I looked at the gelding again. This happened to be the same family who had raised my first mare, and I chided myself for my immediate harsh judgement. These were folks who’d bred and raised dozens of horses for decades, after all, and I’d only been working with horses for a few years.
Maybe he just needed to warm up, like the girl had said. But I found myself almost in tears after a few minutes of watching the gelding hop around in a bizarre three-legged lope. He kept asking to slow down, but the girl kept demanding he keep the gait. He didn’t toss his head, wring his tail, or show any other signs of irritation. He just kept trucking around like a broken wind-up toy. That was what bothered me the most, I think…the fact that this was obviously such a good gelding who was trying his best to please.
So whenever I look at that photo of the two of them together now, I see something completely different than a touching moment. I see a family that treated an injured horse no differently than they’d treat a four-wheeler or dirt bike that they’d get around to fixing… some day.
I don’t see love. I see a girl who was posing for a newspaper photographer.
Now I realize that not being able to afford all that expensive camera gear actually did me a huge favor. I had to develop the ability to be in the right place at the right time, which meant I had to develop my external awareness early on. I learned it was far better to have my run-of-the-mill point-and-shoot with me at all times than it was to be an “official” photographer with the heavy gear bag full of lenses.
A couple of years ago when I was shooting our community celebration, I got a great shot. There is always a contest where prizes are handed out–kids bring marked balls to a table and find out if they’ve won. The only place for me to sit if I wanted to catch a kid’s reaction was in the broiling sun (it was noon, and it was close to a hundred degrees that day). I waited a half-hour as kids went by the booth. I was dripping sweat, and I was getting more and more pissed off because I had no way of knowing if I was totally wasting my time. I was just about to give up when a kid finally came up with the winning ball, and I got the shot.
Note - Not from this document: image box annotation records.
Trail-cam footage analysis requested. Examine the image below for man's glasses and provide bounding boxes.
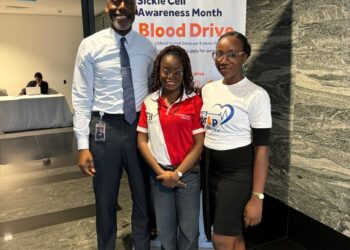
[212,51,245,61]
[160,68,184,78]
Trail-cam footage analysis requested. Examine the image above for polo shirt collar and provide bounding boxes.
[151,88,196,103]
[109,27,135,47]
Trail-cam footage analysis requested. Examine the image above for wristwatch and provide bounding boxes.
[252,191,265,200]
[175,171,183,178]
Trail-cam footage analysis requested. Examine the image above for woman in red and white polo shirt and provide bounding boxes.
[137,46,204,250]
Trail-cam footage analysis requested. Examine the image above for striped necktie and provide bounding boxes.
[120,37,136,124]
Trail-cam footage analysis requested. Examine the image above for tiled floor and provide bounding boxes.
[0,128,304,250]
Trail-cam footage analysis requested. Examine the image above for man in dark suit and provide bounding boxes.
[20,72,49,95]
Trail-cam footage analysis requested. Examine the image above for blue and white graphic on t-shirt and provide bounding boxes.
[201,104,235,132]
[213,104,235,125]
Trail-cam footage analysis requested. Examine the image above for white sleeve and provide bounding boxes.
[72,40,94,150]
[249,89,272,128]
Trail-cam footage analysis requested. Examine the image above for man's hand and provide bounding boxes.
[79,149,96,176]
[244,196,263,227]
[157,171,186,188]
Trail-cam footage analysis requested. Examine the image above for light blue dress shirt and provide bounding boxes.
[72,28,156,149]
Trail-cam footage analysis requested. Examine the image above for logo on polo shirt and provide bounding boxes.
[146,112,158,121]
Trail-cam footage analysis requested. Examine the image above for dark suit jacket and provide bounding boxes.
[24,81,49,95]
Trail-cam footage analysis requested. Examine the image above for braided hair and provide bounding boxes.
[151,45,194,97]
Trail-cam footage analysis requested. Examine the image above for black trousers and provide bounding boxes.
[90,113,150,250]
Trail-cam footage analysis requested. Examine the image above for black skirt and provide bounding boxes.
[201,144,254,239]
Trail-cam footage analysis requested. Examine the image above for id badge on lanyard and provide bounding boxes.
[95,111,106,141]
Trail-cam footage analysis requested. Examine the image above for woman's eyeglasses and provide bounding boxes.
[212,51,245,61]
[160,68,184,78]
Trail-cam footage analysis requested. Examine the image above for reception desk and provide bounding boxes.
[0,94,73,133]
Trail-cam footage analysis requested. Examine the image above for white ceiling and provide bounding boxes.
[0,0,106,16]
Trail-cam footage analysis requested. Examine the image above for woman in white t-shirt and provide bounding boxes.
[201,32,272,250]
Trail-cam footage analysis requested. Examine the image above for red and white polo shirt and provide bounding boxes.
[137,91,204,166]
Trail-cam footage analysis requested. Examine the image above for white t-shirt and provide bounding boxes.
[201,78,272,150]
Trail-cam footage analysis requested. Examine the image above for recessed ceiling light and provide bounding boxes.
[4,234,13,241]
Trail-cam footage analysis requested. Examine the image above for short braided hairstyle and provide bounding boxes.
[151,45,194,96]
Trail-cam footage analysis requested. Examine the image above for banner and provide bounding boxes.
[133,0,246,85]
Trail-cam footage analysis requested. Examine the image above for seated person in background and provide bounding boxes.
[20,72,49,95]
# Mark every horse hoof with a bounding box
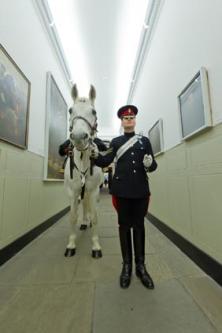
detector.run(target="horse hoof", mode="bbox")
[80,224,87,230]
[64,249,76,257]
[92,250,103,259]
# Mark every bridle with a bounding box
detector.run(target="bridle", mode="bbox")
[69,111,97,182]
[69,116,97,137]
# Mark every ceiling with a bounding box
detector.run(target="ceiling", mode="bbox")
[38,0,159,137]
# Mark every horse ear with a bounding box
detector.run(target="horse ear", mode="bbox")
[71,84,78,102]
[89,84,96,105]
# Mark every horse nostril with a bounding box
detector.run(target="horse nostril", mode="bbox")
[83,133,89,139]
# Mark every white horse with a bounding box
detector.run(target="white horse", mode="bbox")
[64,85,104,258]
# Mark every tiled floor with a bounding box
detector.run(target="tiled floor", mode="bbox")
[0,193,222,333]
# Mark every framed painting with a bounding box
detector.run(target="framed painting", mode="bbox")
[44,72,68,181]
[0,44,31,149]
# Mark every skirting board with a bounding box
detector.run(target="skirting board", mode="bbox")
[147,213,222,286]
[0,206,70,266]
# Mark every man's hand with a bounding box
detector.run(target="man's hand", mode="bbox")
[143,154,153,169]
[90,143,99,160]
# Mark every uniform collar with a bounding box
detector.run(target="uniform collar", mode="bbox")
[124,132,135,138]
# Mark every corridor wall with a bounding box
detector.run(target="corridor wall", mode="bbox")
[0,0,71,249]
[133,0,222,263]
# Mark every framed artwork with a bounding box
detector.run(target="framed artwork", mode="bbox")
[44,72,68,181]
[0,44,31,149]
[148,119,164,156]
[178,67,212,140]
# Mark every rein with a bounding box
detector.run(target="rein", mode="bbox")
[68,144,94,200]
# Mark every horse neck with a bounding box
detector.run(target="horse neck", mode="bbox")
[74,148,90,172]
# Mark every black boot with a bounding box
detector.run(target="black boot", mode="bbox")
[133,227,154,289]
[119,226,132,288]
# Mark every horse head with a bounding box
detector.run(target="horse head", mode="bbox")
[69,84,97,151]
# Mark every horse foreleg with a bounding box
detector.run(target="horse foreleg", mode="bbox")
[89,193,102,258]
[64,200,78,257]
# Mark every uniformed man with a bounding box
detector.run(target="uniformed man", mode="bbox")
[91,105,157,289]
[59,137,107,169]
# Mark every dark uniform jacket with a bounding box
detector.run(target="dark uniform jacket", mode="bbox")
[95,133,157,198]
[59,138,107,156]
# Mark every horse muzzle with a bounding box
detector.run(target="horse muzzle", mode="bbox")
[70,133,90,151]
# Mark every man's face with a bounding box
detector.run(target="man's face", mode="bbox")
[121,115,136,130]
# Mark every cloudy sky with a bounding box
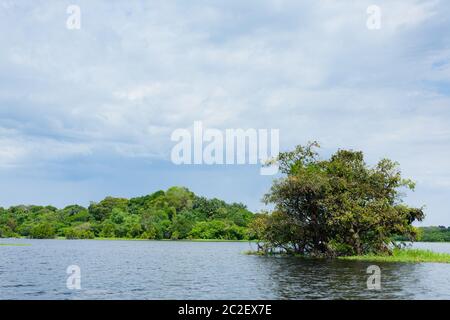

The folks who were printing our paper at the time urged me to enter that photo in a statewide competition. I was flattered, but when you’re a professional, it’s your job to make the excellent look effortless–and then do it all over again the next day. What mattered to me wasn’t the fact the photo might win an award–it was the memory of what I’d worked through in order to get it.
Horses don’t care about accolades either. They care about the time we spend with them and how we treat them, and thanks to that, they give us the chance to live in the present. They help us reach a kind of awareness that helps us release our trivial worries and focus on what it means to be a part of something larger than ourselves.
And we earn those moments of partnership with them through hard work and sweat, not through rhinestones and blue ribbons.